爬虫類に関する包括的研究:爬虫類の5種に1種以上が絶滅の危機に瀕する中、他生物の保護活動による効果がもたらされている可能性が明らかに
4月 27, 2022
Lyriocephalus scutatus: Lyre-headed Lizard. Vulnerable. Sinharaja Forest Reserve, Sri Lanka, 2019.
アーリントン、バージニア州 (2022年4月27日) – NatureServe、国際自然保護連合(IUCN)、コンサベーション・インターナショナルが発表した新たな研究によると、他生物の保護活動の影響で、多くの爬虫類の保護にも効果がもたらされている可能性が明らかになりました。
「Nature」誌に発表された本研究は、IUCNの絶滅危機種レッドリスト™に掲載されている爬虫類の絶滅リスクを初めて総合的に評価したもので、世界の全爬虫類の少なくとも21%が絶滅の危機にさらされていることがわかりました。
今回の報告は、6大陸24か国からなる多様な研究チームが、哺乳類、鳥類、両生類と比較して、10,196種の爬虫類の保護の必要性を分析したものです。爬虫類には、カメ、ワニ、トカゲ、ヘビ、そして約2億~2億5000万年前の三畳紀に進化した系統で唯一現存する、ムカシトカゲも含まれています。
この調査により、絶滅の危機に瀕している哺乳類、鳥類、両生類を保護するための取り組みが、多くの絶滅の危機に瀕している爬虫類の保護にも効果をもたらしている可能性が予想以上に高いことが明らかになりました。爬虫類は、砂漠や低木林などの乾燥地帯に生息することで知られていますが、ほとんどの爬虫類は森林に生息しており、他の脊椎動物と同様に、森林伐採や農業への転換といった脅威にさらされています。その結果、乾燥地に生息する爬虫類の14%が絶滅の危機に瀕しているのに対し、森林に生息する爬虫類の30%が絶滅の危機に瀕していることがわかりました。

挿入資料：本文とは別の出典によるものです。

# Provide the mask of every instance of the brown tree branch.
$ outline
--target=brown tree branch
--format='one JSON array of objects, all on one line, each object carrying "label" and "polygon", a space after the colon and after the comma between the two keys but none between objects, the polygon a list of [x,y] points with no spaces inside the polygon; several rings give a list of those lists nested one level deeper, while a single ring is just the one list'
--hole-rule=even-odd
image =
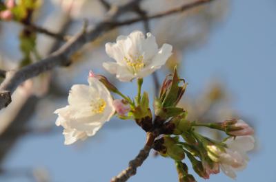
[{"label": "brown tree branch", "polygon": [[[161,13],[157,13],[156,14],[150,15],[146,17],[147,19],[159,19],[161,18],[163,16],[174,14],[176,13],[181,12],[190,9],[192,9],[193,8],[198,7],[199,5],[208,3],[211,1],[213,1],[214,0],[196,0],[188,4],[184,4],[182,6],[177,7],[176,8],[170,10],[168,11],[164,12],[161,12]],[[113,22],[113,23],[116,24],[117,26],[121,26],[121,25],[130,25],[132,24],[141,21],[143,21],[145,19],[145,17],[138,17],[124,21],[117,21],[117,22]]]},{"label": "brown tree branch", "polygon": [[139,152],[135,158],[128,163],[128,167],[113,177],[110,182],[124,182],[132,176],[135,175],[137,168],[141,166],[148,158],[156,137],[155,133],[148,133],[147,141],[144,148]]},{"label": "brown tree branch", "polygon": [[[148,19],[160,18],[164,16],[182,12],[198,5],[208,3],[213,0],[197,0],[191,3],[186,4],[181,7],[155,15],[148,16]],[[12,76],[7,77],[0,85],[0,109],[7,106],[11,102],[11,94],[15,89],[25,80],[37,76],[46,71],[54,69],[56,67],[66,66],[71,62],[69,60],[70,56],[75,53],[82,46],[96,39],[103,33],[114,29],[116,27],[129,25],[144,19],[139,17],[124,22],[116,21],[115,19],[120,14],[133,10],[141,0],[135,0],[117,8],[113,14],[106,21],[98,24],[96,27],[89,32],[83,31],[77,34],[63,45],[57,51],[53,52],[48,57],[36,63],[28,65],[16,71]]]},{"label": "brown tree branch", "polygon": [[108,1],[106,1],[106,0],[100,0],[99,1],[104,6],[106,10],[108,10],[109,9],[110,9],[111,5]]},{"label": "brown tree branch", "polygon": [[63,34],[59,34],[59,33],[52,32],[50,31],[49,30],[43,28],[42,27],[37,26],[34,24],[30,24],[30,25],[22,24],[22,25],[24,25],[25,28],[26,28],[27,30],[28,30],[30,31],[34,31],[34,32],[37,32],[38,33],[43,34],[53,37],[53,38],[57,38],[60,41],[67,41],[70,38],[70,36],[63,35]]}]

また、この研究は、私たちが爬虫類の保護を怠った場合、何を失うことになるのかも明らかにしています。現在、絶滅危機である1,829種の爬虫類のそれぞれが絶滅してしまった場合、多様な環境下における無数の適応の歴史を含め、156億年分の進化の歴史を失うことになるのです。
他生物種の保護活動が爬虫類保護にも有効に働いているとはいえ、研究者らは、最も脅威にさらされている爬虫類種、特に島などに生息し、外来種の捕食者に脅かされている固有種のトカゲや、人間活動の影響をより直接的に受けている種の保護には、緊急かつ対象を絞った保護対策が必要であると強く訴えています。例えば、生息地の環境変化よりも狩猟がカメやワニにとって主な脅威であり、そうした爬虫類の半分は絶滅の危機に瀕しています。
この世界的な爬虫類の評価結果は、絶滅リスクの変化を測定し、時間の経過とともに種の回復状況を追跡するためのベースラインとして利用できます。また、生物多様性にとって重要な地域(Key Biodiversity Area)や、積極的な管理によって絶滅を防ぐことができる場所を特定することで、自然保護のための資源配分を検討する指針としても役立ちます。
IUCNレッドリストの評価には、900名以上の科学者が参加しており、その結果が今回の報告にも反映されています。
絶滅が危惧される爬虫類の地理的分布図
IUCNのレッドリスト™に、CR(Critically Endangered)=絶滅危惧ⅠA 類、EN(Endangered)=絶滅危惧ⅠB 類、VU(Vulnerable)=絶滅危惧Ⅱ類にランク付けされた爬虫類を、絶滅危惧種と見なす。暖色(赤)色は、絶滅の危機に瀕している爬虫類の種が多いことを示す。